Eventually, when Wilmore hosted his late-night talk show The Nightly Show, he described its short-lived stint in similarly revealing terms:
Do you feel like Trevor Noah’s iteration of The Daily Show was the network’s attempt to find a middle point between your show and Jon’s show?
Tell me what you really think, Zak.
I’m interested in what you think.
What are you trying to say exactly? Are you saying they didn’t want two Black hosts? Are you saying they didn’t want Black to Black? Is that what you’re saying?
I’m not saying that; I’m asking.
Oh, I don’t know. I mean, I think you should call them and ask them. I think it’s a very good question. Although I would like to be on the record saying I have never even considered that, and I just want to thank you for bringing that point up.

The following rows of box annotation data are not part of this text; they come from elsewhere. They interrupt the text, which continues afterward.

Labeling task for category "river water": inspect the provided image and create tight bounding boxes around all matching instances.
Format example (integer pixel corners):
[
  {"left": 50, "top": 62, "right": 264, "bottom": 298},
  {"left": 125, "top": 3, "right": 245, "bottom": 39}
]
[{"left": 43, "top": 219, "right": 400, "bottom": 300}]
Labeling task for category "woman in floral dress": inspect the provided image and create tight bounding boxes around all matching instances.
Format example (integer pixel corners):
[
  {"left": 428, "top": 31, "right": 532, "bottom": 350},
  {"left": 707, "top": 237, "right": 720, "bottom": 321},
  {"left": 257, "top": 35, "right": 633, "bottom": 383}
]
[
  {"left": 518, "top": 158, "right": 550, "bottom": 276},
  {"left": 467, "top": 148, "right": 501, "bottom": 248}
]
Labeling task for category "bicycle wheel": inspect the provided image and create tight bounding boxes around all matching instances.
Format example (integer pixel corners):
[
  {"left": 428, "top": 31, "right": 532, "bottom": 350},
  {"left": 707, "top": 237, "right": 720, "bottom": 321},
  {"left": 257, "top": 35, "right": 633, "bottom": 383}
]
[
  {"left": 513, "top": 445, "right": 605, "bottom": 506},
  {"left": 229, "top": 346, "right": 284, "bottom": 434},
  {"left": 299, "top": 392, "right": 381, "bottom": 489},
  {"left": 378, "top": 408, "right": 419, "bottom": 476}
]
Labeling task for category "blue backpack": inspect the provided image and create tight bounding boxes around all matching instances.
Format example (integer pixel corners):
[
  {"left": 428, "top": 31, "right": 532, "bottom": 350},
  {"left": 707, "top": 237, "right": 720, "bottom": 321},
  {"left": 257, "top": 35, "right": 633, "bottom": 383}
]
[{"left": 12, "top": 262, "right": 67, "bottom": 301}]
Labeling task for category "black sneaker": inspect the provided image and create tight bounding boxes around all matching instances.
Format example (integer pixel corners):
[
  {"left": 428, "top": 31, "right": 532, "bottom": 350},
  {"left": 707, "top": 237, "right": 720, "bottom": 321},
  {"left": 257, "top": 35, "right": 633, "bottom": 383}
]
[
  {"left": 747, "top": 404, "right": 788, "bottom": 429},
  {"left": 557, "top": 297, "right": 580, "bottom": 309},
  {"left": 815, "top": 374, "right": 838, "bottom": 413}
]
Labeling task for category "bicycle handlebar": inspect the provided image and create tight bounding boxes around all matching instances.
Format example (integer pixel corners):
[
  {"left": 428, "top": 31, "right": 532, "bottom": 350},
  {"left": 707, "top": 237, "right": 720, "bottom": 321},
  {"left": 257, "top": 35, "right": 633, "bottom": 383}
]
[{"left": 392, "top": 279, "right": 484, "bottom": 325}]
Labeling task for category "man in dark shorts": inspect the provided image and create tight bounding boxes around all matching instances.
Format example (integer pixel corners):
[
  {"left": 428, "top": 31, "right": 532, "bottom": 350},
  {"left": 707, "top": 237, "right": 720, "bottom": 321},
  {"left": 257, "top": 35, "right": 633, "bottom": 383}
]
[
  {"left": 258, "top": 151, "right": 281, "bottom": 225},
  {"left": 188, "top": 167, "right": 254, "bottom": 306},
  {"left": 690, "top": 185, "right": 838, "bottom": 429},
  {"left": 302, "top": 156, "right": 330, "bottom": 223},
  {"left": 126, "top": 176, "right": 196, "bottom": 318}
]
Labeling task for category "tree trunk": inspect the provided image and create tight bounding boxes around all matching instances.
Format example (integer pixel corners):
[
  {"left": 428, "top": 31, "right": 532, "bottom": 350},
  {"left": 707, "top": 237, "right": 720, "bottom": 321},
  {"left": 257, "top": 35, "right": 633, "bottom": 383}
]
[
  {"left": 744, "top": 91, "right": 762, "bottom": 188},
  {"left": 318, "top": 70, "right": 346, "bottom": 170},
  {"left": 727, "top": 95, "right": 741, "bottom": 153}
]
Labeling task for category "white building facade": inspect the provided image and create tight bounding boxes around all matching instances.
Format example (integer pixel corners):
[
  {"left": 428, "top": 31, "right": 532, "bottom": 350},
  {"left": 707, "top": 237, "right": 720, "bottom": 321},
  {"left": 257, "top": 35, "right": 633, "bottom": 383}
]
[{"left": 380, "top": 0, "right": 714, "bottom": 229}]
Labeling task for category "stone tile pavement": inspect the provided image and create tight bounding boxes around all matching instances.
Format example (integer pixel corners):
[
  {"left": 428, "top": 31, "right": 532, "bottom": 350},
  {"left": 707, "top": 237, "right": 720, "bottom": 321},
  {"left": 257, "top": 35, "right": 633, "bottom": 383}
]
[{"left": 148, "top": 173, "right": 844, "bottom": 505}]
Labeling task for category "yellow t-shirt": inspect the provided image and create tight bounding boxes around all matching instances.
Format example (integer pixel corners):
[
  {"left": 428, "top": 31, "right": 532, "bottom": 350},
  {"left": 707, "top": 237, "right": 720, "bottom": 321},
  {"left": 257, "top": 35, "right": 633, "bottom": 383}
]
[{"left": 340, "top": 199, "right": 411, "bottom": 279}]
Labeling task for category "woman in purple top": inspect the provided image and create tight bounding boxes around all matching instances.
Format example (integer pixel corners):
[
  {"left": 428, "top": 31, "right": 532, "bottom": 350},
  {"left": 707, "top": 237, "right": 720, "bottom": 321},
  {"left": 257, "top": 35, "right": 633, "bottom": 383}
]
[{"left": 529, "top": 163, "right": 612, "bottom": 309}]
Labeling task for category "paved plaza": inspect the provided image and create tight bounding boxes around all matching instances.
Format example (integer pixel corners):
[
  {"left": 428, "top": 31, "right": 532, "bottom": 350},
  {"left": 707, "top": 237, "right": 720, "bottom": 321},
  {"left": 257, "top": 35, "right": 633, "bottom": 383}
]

Oh, and Wilmore also subtly and diplomatically exposed the issue with the transphobic fixation at the center of Dave Chappelle’s material in recent years. “Chappelle is interesting. I don’t know what the right term is, but I think he’s revealing himself onstage. He’s granted himself a certain permission, and he’s speaking to the audience in a way that nobody else quite does. That’s a touchy subject, though,” Wilmore said. “You’re not going to see me doing jokes in that area. My biggest reason is that any time there’s a group really feeling attacked, you’ve got to be careful. I would really have to have a good take on something to put myself out there with jokes.” Thankfully, Wilmore knows what he’s taking about — both in laughs and in terms of Black creativity.